Niger, il Paese radioattivo

Rifiuti tossici e scarsa sicurezza. Sotto accusa l'Areva, azienda che dovrebbe costruire le centrali in Italia

di Chiara Caprio

Areva comincia a tremare. La più grande multinazionale nel settore energetico, posseduta in parte dallo Stato francese, è finita sul tavolo degli imputati dell’Oms, l’Organizzazione mondiale della sanità, dopo una denuncia di Greenpeace, che accusa la compagnia di mettere a rischio la popolazione nigerina con rifiuti radioattivi e lacune nelle misure di sicurezza adottate nelle miniere di sua proprietà.

Il Niger però non è solo il principale luogo di estrazione di uranio della multinazionale, con una media di oltre 3mila tonnellate di uranio estratte per 200 milioni di euro in vendite all’anno.

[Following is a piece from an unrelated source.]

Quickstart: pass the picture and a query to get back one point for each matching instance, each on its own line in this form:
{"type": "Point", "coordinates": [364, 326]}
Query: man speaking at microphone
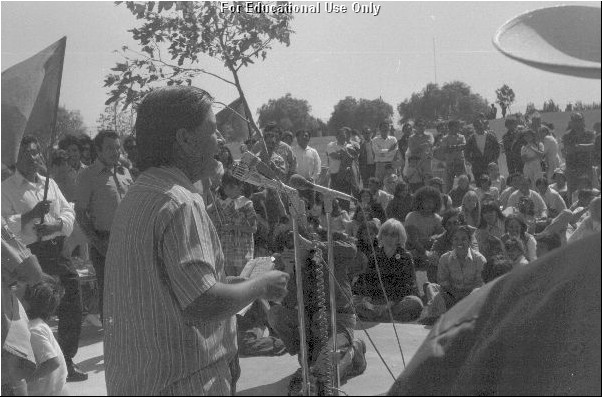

Questo Paese dell’Africa occidentale infatti non è nuovo agli scenari internazionali. Nel 2003 salì alla ribalta quando il New York Times pubblicò l’articolo di Joseph Wilson, ambasciatore degli Stati Uniti nell’Iraq dei primi anni 90 e poi nello Stato africano del Gabon, che smascherava le bugie del governo Bush. Wilson mise nero su bianco che il Niger non stava vendendo uranio all’Iraq per i piani militari di Saddam. Si trattò di un terremoto che investì anche la moglie del diplomatico, l’agente Cia sotto copertura Valerie Plame, cui oggi è dedicato Fair Game, film protagonista al Festival di Cannes.

A sette anni di distanza, però, le polveri che coprono lo Stato africano sono state nuovamente sollevate. All’inizio di maggio 2010 Greenpeace ha pubblicato il rapporto «Left in the dust – L’eredità radioattiva di Areva nelle città del deserto del Niger», inchiesta che denuncia le conseguenze negative delle attività minerarie nelle città di Arlit e Akokan, a 850 chilometri dalla capitale Niamey. Nel novembre 2009 Greenpeace, in collaborazione con il laboratorio francese Criirad e il network di ong nigerine Rotab, ha monitorato i livelli di radioattività di acqua, aria e terra, con risultati inquietanti: «In quattro campioni d’acqua su cinque nella regione di Arlit, la concentrazione di uranio è risultata al di sopra del limite raccomandato dall’Organizzazione mondiale della sanità», recita il rapporto.